Les services secrets pakistanais, l’ISI, et à travers eux une armée pléthorique dont ils sont le véritable cerveau moteur, ont littéralement muté comme un virus à travers le djihad afghan depuis 1980. Leur longue collusion avec les islamistes afghans et arabes les plus durs a abouti in fine à l’émergence d’un vaste tissu conjonctif qui relie parfaitement les uns et les autres : groupes terroristes opérant contre l’Inde au Cachemire ou contre Massoud en Afghanistan, cellules de réflexion et d’initiation partagées comme le mystérieux mouvement al-Fukrah, qui semble avoir été un des centres cachés d’Al-Qaïda, madrassas aux sous-sols profonds qui abritent encore Oussama Ben Laden et les siens, agents doubles comme l’est devenu Omar Sheikh à un moment de son existence et intermédiaires très haut placés, comme l’ancien patron de la guerre afghane, le général Hamid Gul, et ses amis si proches, les généraux Mahmoud Ahmad, Mohammed Aziz, chefs successifs de l’ISI et défenseurs irréductibles des talibans.

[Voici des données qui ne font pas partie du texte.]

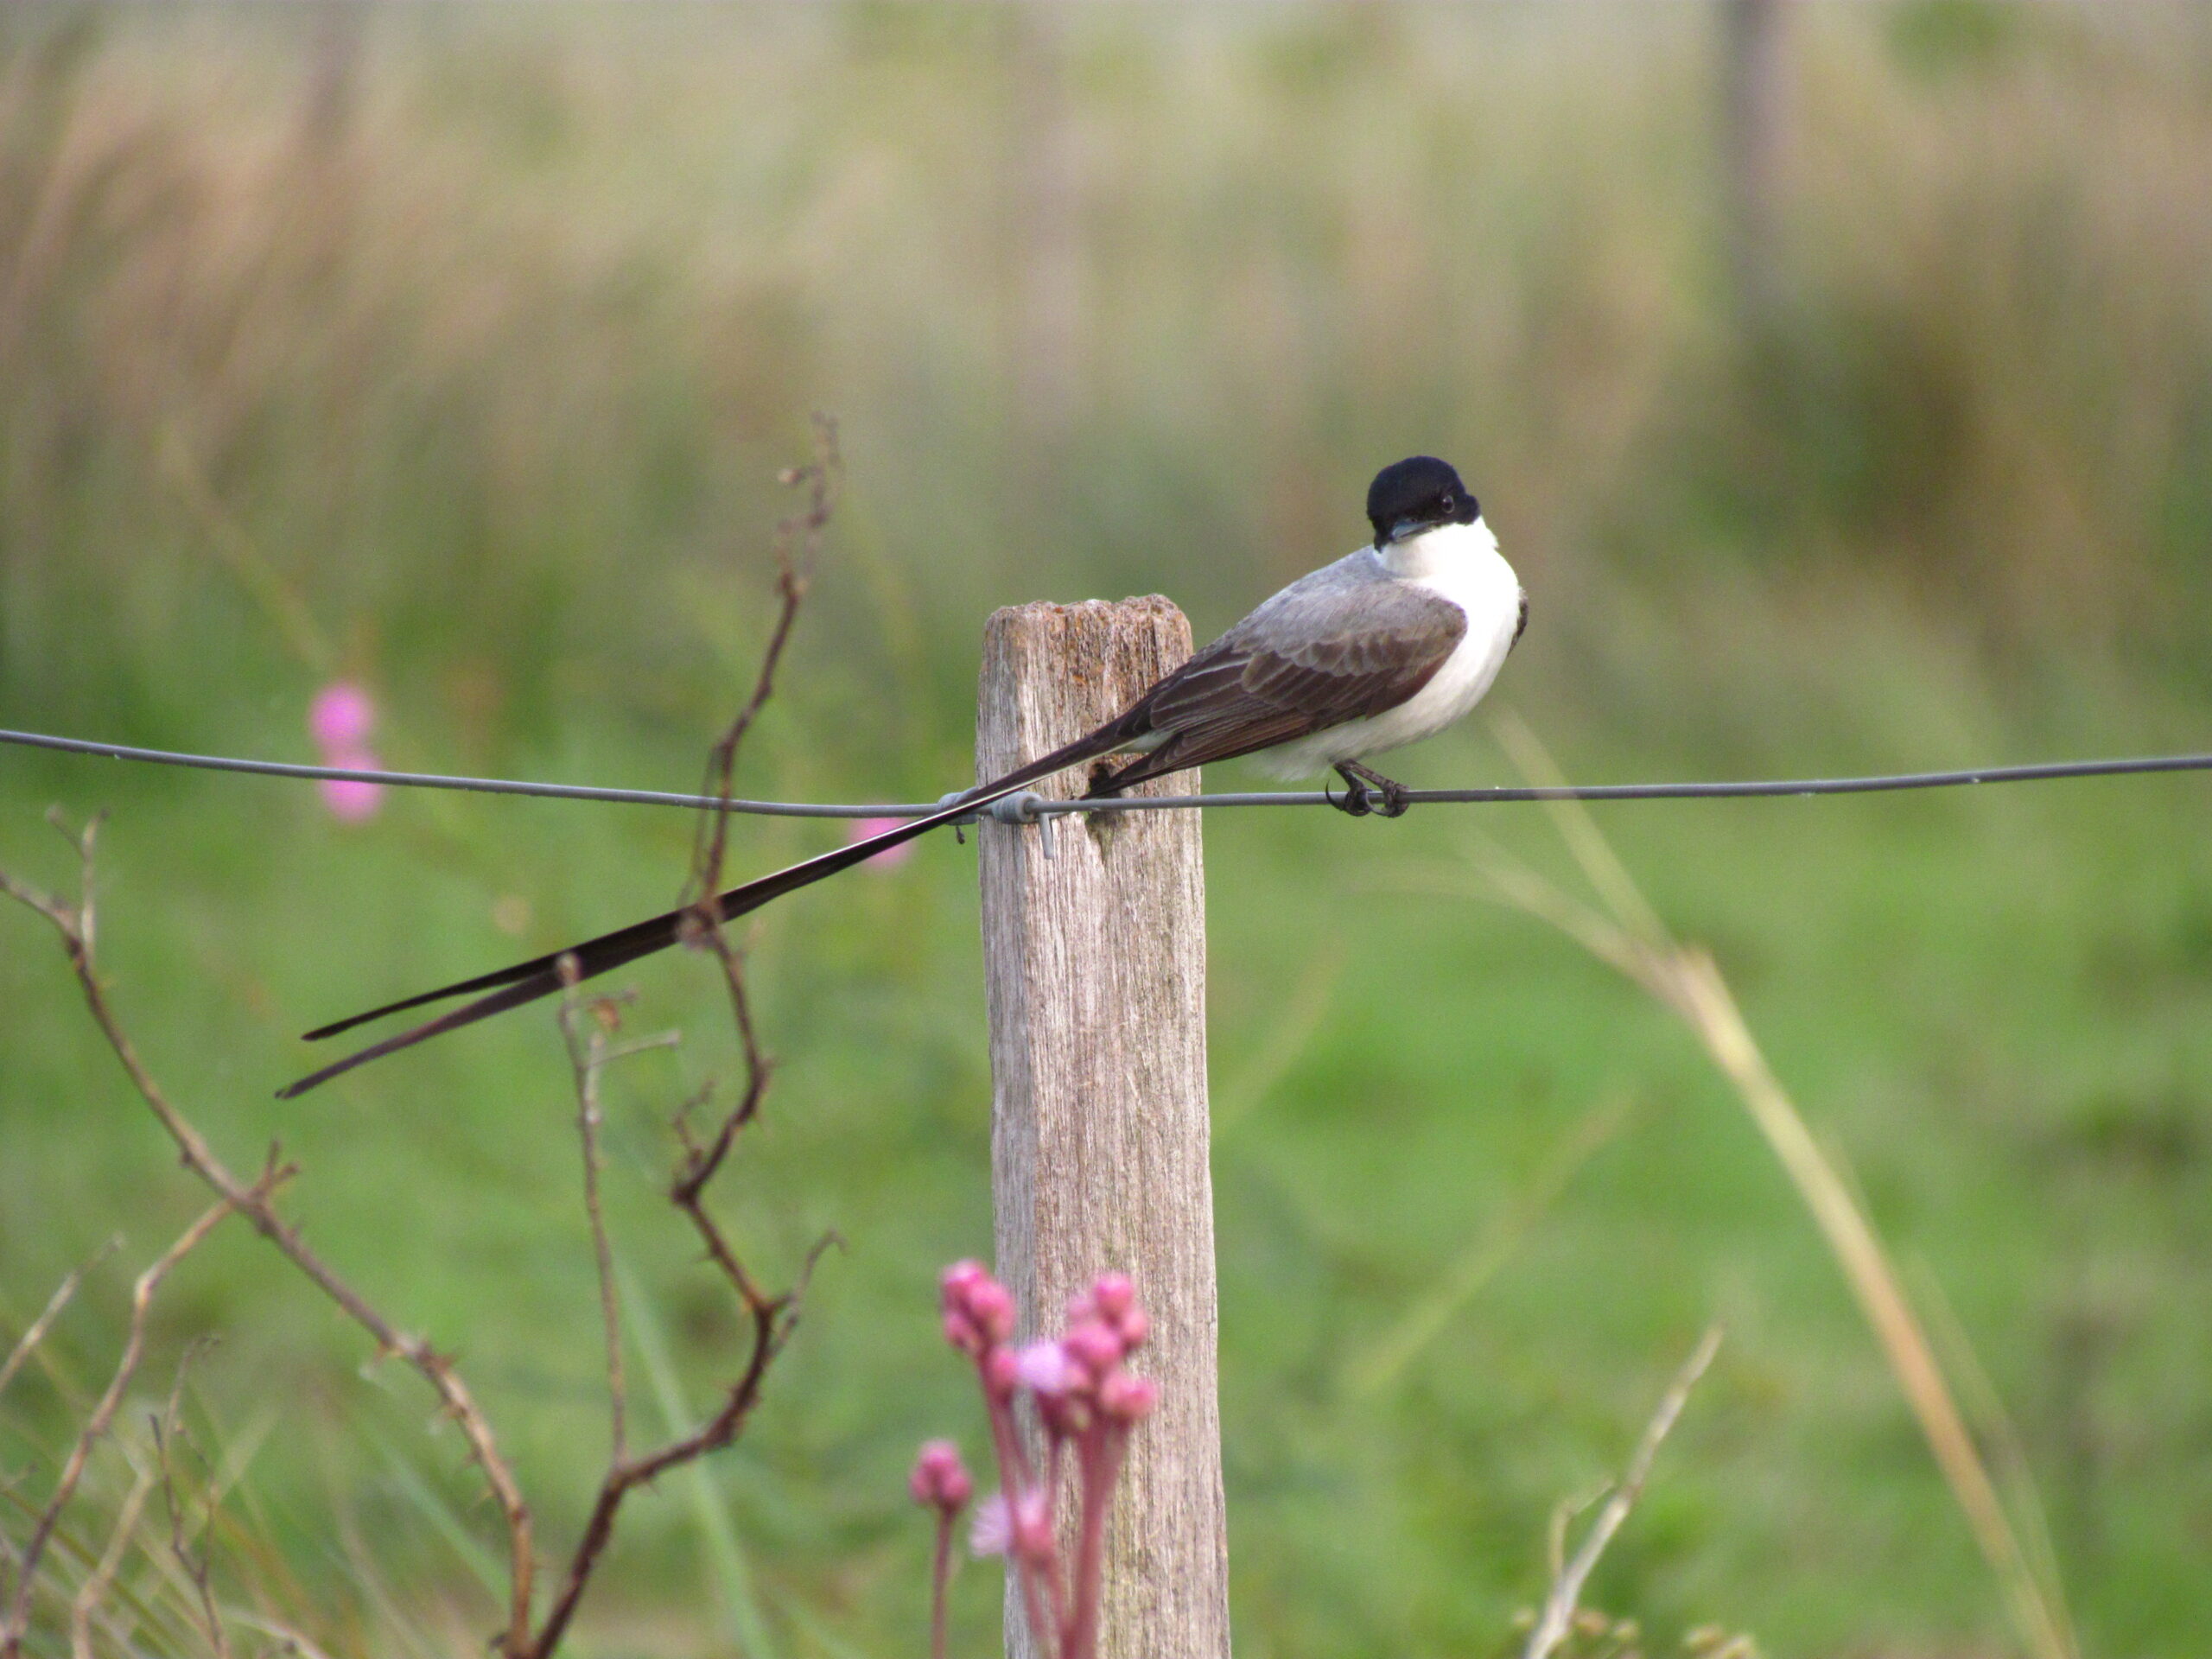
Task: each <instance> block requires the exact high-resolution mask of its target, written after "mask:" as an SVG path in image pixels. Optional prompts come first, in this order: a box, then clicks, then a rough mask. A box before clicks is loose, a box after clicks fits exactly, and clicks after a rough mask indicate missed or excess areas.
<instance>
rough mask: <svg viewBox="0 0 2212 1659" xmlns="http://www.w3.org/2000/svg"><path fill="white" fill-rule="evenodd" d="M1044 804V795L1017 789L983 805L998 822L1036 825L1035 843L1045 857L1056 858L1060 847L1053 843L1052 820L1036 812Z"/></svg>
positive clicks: (1059, 855)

Pour obtenir l’éloignement de Mohammed Aziz des services et y placer son homme lige, Ehsan Ul-Haq, Musharraf a dû placer ce dernier à la tête de l’état-major de l’armée. On connaît la suite révélée par la CIA au journaliste d’investigation Seymour Hersh : c’est la même armée pakistanaise qui a transmis à la Corée du Nord, après le 11 septembre, la matière fissile nécessaire à la confection de sa nouvelle bombe. Il se pourrait bien qu’une même démarche ait été suivie vis-a-vis du programme nucléaire iranien. Mais il y a pire encore : le chef du programme nucléaire, Abdul Qadir Khan, est encore un grand sympathisant d’Al-Qaïda et l’un de ses adjoints principaux, l’ingénieur général Bachiruddin Mahmoud, écarté de la direction du CEA pakistanais en 1999, avait rencontré en 1999, avait rencontré Oussama Ben Laden à deux reprises en août 2001, un mois seulement avant la grande offensive – une première fois à Peshawar, une seconde fois à Kaboul en compagnie de Hamid Gul.

« Il flotte sur ces villes une odeur d’Apocalypse », écrit Bernard-Henri Lévy. Je ne doute pas pour ma part, après cette lecture, que l’arène décisive de la guerre commencée le 11 septembre 2001 se situe en effet là, dans ce pays remarquable qu’est pourtant le Pakistan, mais dépourvu d’identité véritable tant le substrat de sa culture demeure indien, le Surmoi islamiste tortionnaire et persécuteur, et, entre les deux, le Moi anglo-iranien des fondateurs laïques et bien souvent chiites ou dissidents ahmedis en proie à une érosion terrible. Et cette crise, fantastiquement grossie dans la vallée de l’Hindus, c’est bien celle de tout l’Islam d’aujourd’hui, égaré entre une assimilation trop rapide face à son environnement extérieur et une nostalgie de son passé mythifié souvent stérile et parfois suicidaire. Ici ce livre devient véritablement visionnaire.